Dropout rate and loss of hope
Following chapters on “High-Energy Workplaces” and “Customer Science” — which include fascinating examples of the survey data Gallup collects in these areas, and how productivity either flows or does not, depending on specific factors — Clifton turns to America’s K-12 schools and isolates the stunningly simple motivation behind the dropout rate: “Gallup has found that kids drop out of school when they lose hope to graduate. That’s it.”
The Coming Jobs War is a rallying cry. It seeks to pinpoint a short list of specific threats to America’s survival as a world power, and inspire us to start solving them — on a local level — before it’s too late.
Regarding education, this means halving the number of students with no hope of graduating, and improving the image of enterprise and entrepreneurship among 5th through 12th graders. Without this, Clifton warns, “you will experience neither job creation nor city GDP growth.”
Healthcare costs will break us
The book’s strongest prescriptions involve healthcare, which Clifton considers our biggest threat of all:
Unless it is fixed, the healthcare mess will break the U.S. economy and hand the future of capitalism and the best jobs to China, India, and others. I am not overstating this. Healthcare costs alone will break the country because the numbers are so big. America can’t buy its way out of this problem like it has with so many others.
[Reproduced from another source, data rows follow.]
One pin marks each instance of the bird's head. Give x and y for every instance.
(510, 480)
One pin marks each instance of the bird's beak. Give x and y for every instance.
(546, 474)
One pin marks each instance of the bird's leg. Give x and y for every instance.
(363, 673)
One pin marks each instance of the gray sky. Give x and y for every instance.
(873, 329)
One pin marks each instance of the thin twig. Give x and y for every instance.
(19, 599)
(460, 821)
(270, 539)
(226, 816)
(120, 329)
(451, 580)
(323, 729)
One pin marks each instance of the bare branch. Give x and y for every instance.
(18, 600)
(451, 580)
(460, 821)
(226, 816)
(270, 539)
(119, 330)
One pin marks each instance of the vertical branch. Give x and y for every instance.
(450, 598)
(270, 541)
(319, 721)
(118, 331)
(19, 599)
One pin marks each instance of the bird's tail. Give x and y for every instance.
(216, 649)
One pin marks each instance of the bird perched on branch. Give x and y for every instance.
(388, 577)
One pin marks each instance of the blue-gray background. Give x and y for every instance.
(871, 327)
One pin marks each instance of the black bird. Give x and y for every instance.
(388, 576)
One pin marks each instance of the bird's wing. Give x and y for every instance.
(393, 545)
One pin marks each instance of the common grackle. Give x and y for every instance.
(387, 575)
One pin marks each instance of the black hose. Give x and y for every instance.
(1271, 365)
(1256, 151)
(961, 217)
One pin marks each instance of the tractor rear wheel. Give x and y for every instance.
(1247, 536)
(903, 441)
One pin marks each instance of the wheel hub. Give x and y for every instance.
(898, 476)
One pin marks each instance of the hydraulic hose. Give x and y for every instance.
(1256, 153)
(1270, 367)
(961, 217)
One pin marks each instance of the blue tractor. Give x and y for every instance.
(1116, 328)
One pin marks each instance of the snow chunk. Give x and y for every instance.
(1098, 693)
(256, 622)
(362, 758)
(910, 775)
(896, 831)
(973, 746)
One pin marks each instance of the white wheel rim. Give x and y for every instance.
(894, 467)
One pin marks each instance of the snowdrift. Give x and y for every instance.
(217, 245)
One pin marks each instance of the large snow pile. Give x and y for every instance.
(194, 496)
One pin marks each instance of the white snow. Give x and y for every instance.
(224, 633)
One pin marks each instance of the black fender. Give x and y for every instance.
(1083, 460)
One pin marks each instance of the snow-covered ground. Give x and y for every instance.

America’s leaders have been working on funding the problem, not solving it, he says. Our $2.5 trillion healthcare costs must be cut exactly in half — and the solutions he proposes are both somewhat shocking and extremely sensible.
For one thing, the solution involves changing Americans’ “relationship to death.” About 22% of all medical spending is on last-year-of-life expenses, but Americans no longer have the unlimited money, Clifton says, “to keep the dying alive a little longer.” He puts this very bluntly: “Somebody has to tell Uncle Louie it’s time to cross to the other side and go join his friends, not run doctor to doctor, accepting one low-probability procedure after another.”
Unfit is unacceptable
More importantly, because 70% of our spending is on preventable conditions, saving our country from economic failure largely depends on us each taking responsibility for our own health, lifestyle, and well-being. Clifton proposes stigmatizing obesity just as smoking has been stigmatized in recent years — making it socially unacceptable to be unfit, and thereby using behavioral economics to solve the biggest drag on our economy.
Here is what the CEO of Gallup says after studying his company’s exhaustive data:
There is no single act of leadership that has bigger money implications than simply doubling the number of fit Americans.
Think about that the next time someone mocks Michelle Obama’s obesity initiative.
One of the customer reviews for The Coming Jobs War at Amazon.com calls it “A book every American should read.” I know that I do want my mayor to read it. I want our “local tribal leaders” and “super mentors” to read it. I want our school board members, school administrators, and teachers to read it.
Like it or not, this war is already under way. If we’re going to have any chance of winning it, it’s going to be helpful for everyone to understand our objectives.